Automated Backups with backup and Rsync.net

For the past 18 months, I’ve been meaning to review the way I go about doing backups. Whilst I’m quite settled on backing up workstations, until about two weeks ago I had a half-configured, non-recoverable solution which was only setup on one out of several servers. That’s not very useful.

As well as the obvious requirement for something automated, I also wanted something which could allow me to reuse much of the backup definitions across multiple servers but also allowed me to avoid writing bash scripts. I’d come across the backup Ruby gem some time ago and after some quick testing, this seemed to work quite well.

Then, I needed some sort of remote host to backup to. I had heard of Rsync.net through the prgmr mailing list. They provide a reasonably cheap remote filesystem with which you can access over ssh (and so, scp and rsync work). On the machine being backed up, this is great as I don’t need any special tools to upload backups and for restoring the same applies.

Backup Strategy

The backup gem uses the concepts of “models” to define a “backup”. This consists of any directories or databases you may wish to backup, along with any processing you may wish to do with it (compressing, encrypting, etc) and where to store it.

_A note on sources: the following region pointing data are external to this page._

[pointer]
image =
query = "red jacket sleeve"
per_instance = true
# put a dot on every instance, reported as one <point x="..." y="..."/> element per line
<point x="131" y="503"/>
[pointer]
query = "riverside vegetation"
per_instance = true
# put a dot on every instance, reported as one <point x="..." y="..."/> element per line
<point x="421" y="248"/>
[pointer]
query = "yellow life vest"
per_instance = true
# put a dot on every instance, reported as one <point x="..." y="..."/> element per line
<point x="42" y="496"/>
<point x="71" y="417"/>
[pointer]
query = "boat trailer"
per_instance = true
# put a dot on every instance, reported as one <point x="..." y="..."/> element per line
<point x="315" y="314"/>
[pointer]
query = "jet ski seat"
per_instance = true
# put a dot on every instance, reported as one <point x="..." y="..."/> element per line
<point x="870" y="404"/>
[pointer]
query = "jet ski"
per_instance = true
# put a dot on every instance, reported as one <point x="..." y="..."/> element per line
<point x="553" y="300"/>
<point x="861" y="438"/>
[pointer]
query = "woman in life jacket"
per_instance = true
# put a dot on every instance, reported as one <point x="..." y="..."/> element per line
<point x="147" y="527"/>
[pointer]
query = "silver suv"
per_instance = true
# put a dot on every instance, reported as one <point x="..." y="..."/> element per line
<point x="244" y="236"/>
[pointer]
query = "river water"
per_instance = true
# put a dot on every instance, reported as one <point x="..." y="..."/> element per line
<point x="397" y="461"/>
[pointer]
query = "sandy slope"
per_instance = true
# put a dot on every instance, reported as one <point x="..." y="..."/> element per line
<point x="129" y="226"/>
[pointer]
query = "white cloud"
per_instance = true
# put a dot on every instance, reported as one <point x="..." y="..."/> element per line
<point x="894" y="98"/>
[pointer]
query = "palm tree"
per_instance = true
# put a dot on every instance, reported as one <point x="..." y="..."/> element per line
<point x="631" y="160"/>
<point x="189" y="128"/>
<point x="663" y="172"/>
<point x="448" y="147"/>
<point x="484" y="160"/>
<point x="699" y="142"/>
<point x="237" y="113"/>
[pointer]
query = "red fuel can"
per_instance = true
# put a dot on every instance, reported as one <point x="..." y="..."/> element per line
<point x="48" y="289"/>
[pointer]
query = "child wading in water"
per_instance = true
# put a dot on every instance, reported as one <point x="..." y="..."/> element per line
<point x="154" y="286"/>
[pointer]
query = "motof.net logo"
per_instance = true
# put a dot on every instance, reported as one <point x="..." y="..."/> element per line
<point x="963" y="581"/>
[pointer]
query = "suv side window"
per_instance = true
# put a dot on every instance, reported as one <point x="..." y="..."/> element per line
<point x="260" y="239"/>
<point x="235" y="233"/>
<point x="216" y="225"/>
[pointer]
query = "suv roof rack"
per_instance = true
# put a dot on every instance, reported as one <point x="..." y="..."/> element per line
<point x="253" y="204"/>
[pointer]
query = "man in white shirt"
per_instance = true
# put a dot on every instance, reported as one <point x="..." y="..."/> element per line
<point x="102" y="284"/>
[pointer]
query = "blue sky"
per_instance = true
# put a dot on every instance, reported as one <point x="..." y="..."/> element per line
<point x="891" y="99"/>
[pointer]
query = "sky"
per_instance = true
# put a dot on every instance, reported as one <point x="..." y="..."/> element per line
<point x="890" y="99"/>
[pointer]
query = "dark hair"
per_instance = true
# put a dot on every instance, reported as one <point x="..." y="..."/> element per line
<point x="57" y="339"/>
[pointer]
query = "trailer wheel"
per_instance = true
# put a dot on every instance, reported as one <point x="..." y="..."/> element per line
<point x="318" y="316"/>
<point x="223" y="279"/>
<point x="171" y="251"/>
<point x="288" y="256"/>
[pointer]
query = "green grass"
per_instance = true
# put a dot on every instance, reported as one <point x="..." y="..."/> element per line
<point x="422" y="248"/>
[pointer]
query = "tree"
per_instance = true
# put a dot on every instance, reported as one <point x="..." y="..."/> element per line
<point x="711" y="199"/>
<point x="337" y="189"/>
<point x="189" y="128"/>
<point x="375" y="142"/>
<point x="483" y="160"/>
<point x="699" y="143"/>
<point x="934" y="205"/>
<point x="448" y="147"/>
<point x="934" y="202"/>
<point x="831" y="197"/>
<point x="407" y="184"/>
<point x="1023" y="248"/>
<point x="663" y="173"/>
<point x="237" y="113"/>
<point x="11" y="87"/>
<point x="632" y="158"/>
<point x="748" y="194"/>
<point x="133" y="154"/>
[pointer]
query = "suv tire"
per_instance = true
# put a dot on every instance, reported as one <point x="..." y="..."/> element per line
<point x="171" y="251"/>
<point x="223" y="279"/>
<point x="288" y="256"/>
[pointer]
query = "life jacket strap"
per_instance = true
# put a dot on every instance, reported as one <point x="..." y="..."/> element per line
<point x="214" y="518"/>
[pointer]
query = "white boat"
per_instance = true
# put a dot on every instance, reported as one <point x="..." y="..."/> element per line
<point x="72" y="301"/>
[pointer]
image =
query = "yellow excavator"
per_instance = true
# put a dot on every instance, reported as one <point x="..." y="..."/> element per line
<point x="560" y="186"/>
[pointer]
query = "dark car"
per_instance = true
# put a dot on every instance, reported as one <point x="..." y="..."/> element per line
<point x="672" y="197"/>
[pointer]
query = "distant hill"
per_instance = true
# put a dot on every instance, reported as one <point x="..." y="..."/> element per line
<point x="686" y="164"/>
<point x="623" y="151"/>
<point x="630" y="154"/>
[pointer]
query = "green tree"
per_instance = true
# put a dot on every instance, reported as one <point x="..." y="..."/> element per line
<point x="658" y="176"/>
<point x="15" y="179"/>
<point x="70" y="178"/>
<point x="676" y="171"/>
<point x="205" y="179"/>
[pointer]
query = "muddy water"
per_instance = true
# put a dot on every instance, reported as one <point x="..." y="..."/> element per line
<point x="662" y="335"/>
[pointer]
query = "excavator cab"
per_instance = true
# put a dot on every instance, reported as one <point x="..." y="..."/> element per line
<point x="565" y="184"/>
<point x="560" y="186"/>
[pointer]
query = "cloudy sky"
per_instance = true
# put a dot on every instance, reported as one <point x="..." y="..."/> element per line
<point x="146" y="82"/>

My approach to the models is to create different ones for the different “roles” a system performs. By default, this includes a “base” role which archives /etc, /home and /var/log (in a multi-user system, I’d probably split out /home to it’s own model). Then, additional models are defined for more specific roles. So, to backup a Wordpress site, a “site” model would first backup the associated database and then collect up the data in /var/www/site/ into the one archive.

Each model is set to be compressed using gzip, upload to Rsync.net and then notify me if any errors occur. It also keeps the last 5 versions of the backup.

backup handles organising the subsequent archives on the remote quite well. For each server, I define a directory to collect them in and then backup sorts each run by a directory named after the timestamp. Each model is then collected inside. Much like this:

server_name/
    base/
        2013.07.29.21.54.01/
            base.tar
        2013.07.30.00.30.07/
            base.tar

Finally, a cron job is used to automate it to run daily.

rsync.net

Rsync.net is refreshingly simple (a bit like prgmr is, I suppose). After signing up, you’ll get sent the details needed to access the relevant box, where you can ssh in, and do the basics (change the password, check your quota usage, move files, create directories, etc.).

I opted for a geographically distributed plan (it’s slightly more expensive, but it is the primary backup method I’m using) and the lowest plan — the amount of data is tiny as it’s mostly text files.

And that’s essentially it. I paid for a year so I’ll be reminded about it next year to go about renewing it.

`backup`

The backup Ruby gem gives you a command line tool which will help generate the models and run them. But you should just install it as a gem, rather than using Bundler or anything else.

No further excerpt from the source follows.